Choć drugi występ aktorki, czyli energiczny jive do utworu z filmu "Footloose", otrzymał wyższe noty, to znów nie zdołał podbić serc jurorów.
- Jeszcze nikt mi nigdy nogami na stole nie zapier*alał! - skomentowała nagle Beata Tyszkiewicz.
- Możemy to cofnąć? - próbował ratować krępującą sytuację Krzysztof Ibisz.
- Powstrzymam się od komentarza. Zatkało mnie. Nie wiem, na jakiej jestem imprezie, ale z Beatą - stwierdziła zszokowana Iwona Pavlović.
Następnym uczestnikiem był Dawid Kwiatkowski, który postanowił rozgrzać publiczność gorącą sambą. Razem z Janją Lesar zatańczył do piosenki "Dancing Queen". Trzeba przyznać, młody wokalista jest jedną z nielicznych gwiazd, które z łatwością uczą się kroków i wyczucie rytmu mają we krwi. Niestety, drugi występ Dawida nie pozwolił mu na utrzymanie pozycji lidera. Pomylenie kroków w romantycznym i zmysłowym walcu angielskim sprawiło, że otrzymał zaledwie 33 punkty.
- Jesteś dobrym muzykiem i masz dobrą koordynację ruchową. Pierwsza część świetna, ale w drugiej pomyłka i wszystko się posypało - zauważyła ze smutkiem Pavlović.
Ostatnią półfinalistką była Joanna Moro. Co ciekawe, od początku programu prezentuje najwyższy poziom wśród pozostałych uczestników, co nie do końca podoba się zarówno Anecie jak i Dawidowi. Oboje zgodnie stwierdzili, że Moro jest bardzo zawzięta i przesadnie perfekcyjna, przez co nie potrafi skupić się na przyjemności i zabawie, jaką daje taniec. Żadne z nich nie chciało trafić z nią do finału.

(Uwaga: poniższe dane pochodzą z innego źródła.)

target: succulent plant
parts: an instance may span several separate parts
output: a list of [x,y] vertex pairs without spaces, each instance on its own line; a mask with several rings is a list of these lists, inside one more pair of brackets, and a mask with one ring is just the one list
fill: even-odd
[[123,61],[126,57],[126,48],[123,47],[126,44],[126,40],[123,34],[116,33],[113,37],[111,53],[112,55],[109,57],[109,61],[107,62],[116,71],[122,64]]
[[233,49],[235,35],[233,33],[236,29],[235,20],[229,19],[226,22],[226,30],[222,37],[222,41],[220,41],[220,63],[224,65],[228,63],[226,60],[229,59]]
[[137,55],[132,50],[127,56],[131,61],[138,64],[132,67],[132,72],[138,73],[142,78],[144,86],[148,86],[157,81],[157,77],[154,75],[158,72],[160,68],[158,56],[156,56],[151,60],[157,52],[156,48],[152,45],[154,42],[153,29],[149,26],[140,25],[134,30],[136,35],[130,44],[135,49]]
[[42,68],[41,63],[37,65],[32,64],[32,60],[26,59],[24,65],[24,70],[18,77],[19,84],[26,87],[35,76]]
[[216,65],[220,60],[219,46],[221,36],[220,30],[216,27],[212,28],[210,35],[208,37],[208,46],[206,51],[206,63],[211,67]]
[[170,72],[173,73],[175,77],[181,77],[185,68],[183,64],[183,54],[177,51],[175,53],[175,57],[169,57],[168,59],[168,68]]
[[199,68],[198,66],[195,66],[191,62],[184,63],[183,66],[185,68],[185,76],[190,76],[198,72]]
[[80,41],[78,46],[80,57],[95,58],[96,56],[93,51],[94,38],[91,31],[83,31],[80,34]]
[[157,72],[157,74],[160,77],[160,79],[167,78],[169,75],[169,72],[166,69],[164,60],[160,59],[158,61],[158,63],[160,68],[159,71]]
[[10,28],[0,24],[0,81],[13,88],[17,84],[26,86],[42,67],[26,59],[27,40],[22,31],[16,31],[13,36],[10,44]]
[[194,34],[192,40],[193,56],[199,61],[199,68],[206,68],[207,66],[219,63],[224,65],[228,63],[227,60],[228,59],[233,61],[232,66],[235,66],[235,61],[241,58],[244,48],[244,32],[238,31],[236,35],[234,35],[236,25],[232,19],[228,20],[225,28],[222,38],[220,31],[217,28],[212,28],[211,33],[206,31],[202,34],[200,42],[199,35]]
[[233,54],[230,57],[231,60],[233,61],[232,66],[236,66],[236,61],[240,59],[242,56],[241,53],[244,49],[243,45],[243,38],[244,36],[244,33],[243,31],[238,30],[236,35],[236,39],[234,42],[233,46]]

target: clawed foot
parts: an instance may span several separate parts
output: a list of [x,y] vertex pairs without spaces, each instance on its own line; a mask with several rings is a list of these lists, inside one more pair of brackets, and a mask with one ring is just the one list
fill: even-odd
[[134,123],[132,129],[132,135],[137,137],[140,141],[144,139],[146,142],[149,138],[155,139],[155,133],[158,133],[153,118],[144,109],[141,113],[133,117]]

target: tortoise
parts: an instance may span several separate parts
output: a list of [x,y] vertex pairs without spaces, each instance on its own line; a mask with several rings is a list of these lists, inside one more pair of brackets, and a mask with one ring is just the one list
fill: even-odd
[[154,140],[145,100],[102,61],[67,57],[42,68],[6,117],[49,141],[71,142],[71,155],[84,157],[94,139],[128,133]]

- Ona wszystko wykonuje perfekcyjnie, czasami chyba za perfekcyjnie. W tańcu chodzi o to co łączy dwójkę osób. Ich nie wiele łączy, poza perfekcyjnie wykonanymi kroczkami - wyznała przed kamerami Zając.
- Dawid będzie w finale. Aneta jest zachowawcza. Nie oddaje siebie całą - odgryzła się po chwili Moro.
Tak jak można było przewidzieć, nikogo nie zdziwiły kolejne idealne występy aktorki. Jurorzy nie mogli wyjść z podziwu nad kipiącym namiętnością pasodoble i energicznym quickstepem w wykonaniu serialowej Anny German.
- Tego tańca nie zapomnę. To było naprawdę wspaniałe! - chwalił Grabowski, po czym nagrodził Joannę owacją na stojąco.
- Zaje*istość! Jesteś stworzona do tańców standardowych. Jesteś brylantem! - cieszył się Malitowski.
- Ten pokaz był porywający, dynamiczny, czarujący... takie są słowa - zwróciła się do Tyszkiewicz i Malitowskiego Iwona Pavlović.
Po zsumowaniu ocen jurorów za dwa tańce i głosów telewidzów do wielkiego finału zakwalifikowały się Joanna Moro i Aneta Zając. Z rywalizacją pożegnał się Dawid Kwiatkowski. Czyżby za tydzień szykowała się prawdziwa walka o zwycięstwo pomiędzy dwoma ambitnymi aktorkami?